Ella reparó en que la luz del sol entraba a través de las ventanas y de las puertas abiertas que daban a la terraza.

– ¿Cuánto tiempo he estado inconsciente?

– Bastante. Ya es de día.

La desorientación reapareció al comprender la realidad.

– ¿Qué está pasando?

– Quiero leerle algo. ¿Me permite?

– ¿Acaso tengo elección?

Había recuperado su sentido de la ironía.

– Realmente, no. Pero creo que valdrá la pena.

Sospeché del experimento clínico W12-23 desde el principio. Inicialmente, Vincenti sólo me asignó a mí y a él mismo para su supervisión. Fue extraño, ya que Vincenti raramente se implicaba personalmente en este tipo de cosas, en especial en un experimento con sólo doce participantes, otra razón por la que sospeché. Muchos de los experimentos que desarrollábamos tenían entre cien o mil participantes, y en una ocasión incluso más. Una muestra de sólo doce pacientes no revelaría, en principio, ningún dato importante sobre los efectos de ninguna sustancia. En particular, teniendo en cuenta el importantísimo criterio de toxicidad, por lo que se daba el peligro de que las conclusiones pudieran ser, simplemente, azarosas.

Cuando expresé estas preocupaciones a Vincenti, explicó que la toxicidad no era el objetivo de este experimento. Y eso también me pareció extraño. Pregunté acerca del agente que estaba siendo testado y Vincenti me dijo que era algo que estaba desarrollando personalmente y que tenía curiosidad por ver si los resultados del laboratorio podían reproducirse en humanos. Era consciente de que Vincenti trabajaba en proyectos clasificados a los que sólo unos pocos tenían acceso, pero en el pasado yo siempre lo había tenido. En este caso, Vincenti dejó claro que sólo él podía manipular la sustancia que estábamos probando y que se conocía como Zeta Eta.

Usando los parámetros específicos que Vincenti proporcionó, conseguimos una docena de voluntarios en varias clínicas de diversas zonas del país. No fue una tarea fácil, pues el VIH era un tema del que los iraquíes no discutían abiertamente, y la enfermedad era poco común. Finalmente, y tras ofrecerles dinero, encontré a los sujetos. Tres de ellos estaban en las primeras fases de desarrollo del VIH; llegaron con un porcentaje de glóbulos blancos que se aproximaba a mil y con un pequeño porcentaje del virus. Ninguno de ellos había mostrado ningún síntoma externo de sida. Otros cinco habían desarrollado la enfermedad y su torrente sanguíneo estaba tomado por los virus, tenían pocos glóbulos blancos y presentaban una amplia variedad de síntomas específicos. Cuatro más estaban casi moribundos, sus glóbulos blancos por debajo de cien, y presentaban claramente una variedad de infecciones secundarias; su fin sólo era cuestión de tiempo.

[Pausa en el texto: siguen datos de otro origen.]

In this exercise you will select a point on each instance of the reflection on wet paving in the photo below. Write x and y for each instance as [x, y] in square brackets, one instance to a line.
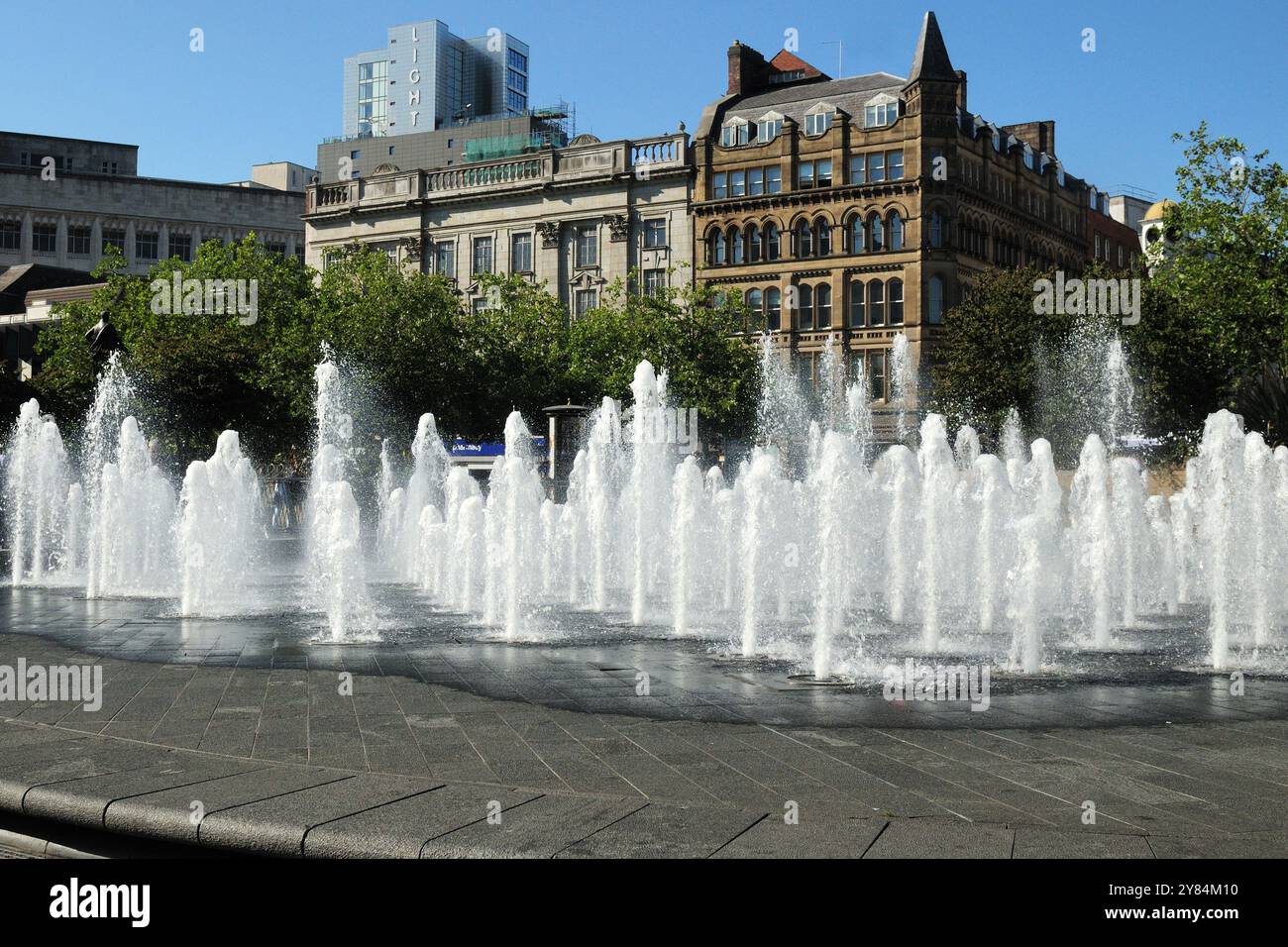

Una vez al día me desplazaba a la clínica, en Bagdad, y administraba, por vía intravenosa, las dosis de la sustancia en los niveles indicados por Vincenti. Al mismo tiempo, tomaba muestras de sangre y tejidos. Desde la primera inyección, los doce dieron muestras de una mejoría clara. Los recuentos de glóbulos blancos mejoraron radicalmente, y con la mejoría del sistema inmunológico, las infecciones secundarias se disiparon y sus cuerpos empezaron a combatir las distintas afecciones. Algunas, como el sarcoma de Kaposi, que habían desarrollado cinco de los doce, estaban más allá de toda cura, pero las infecciones que el sistema inmunológico podía combatir de modo efectivo empezaron a remitir al inicio del segundo día.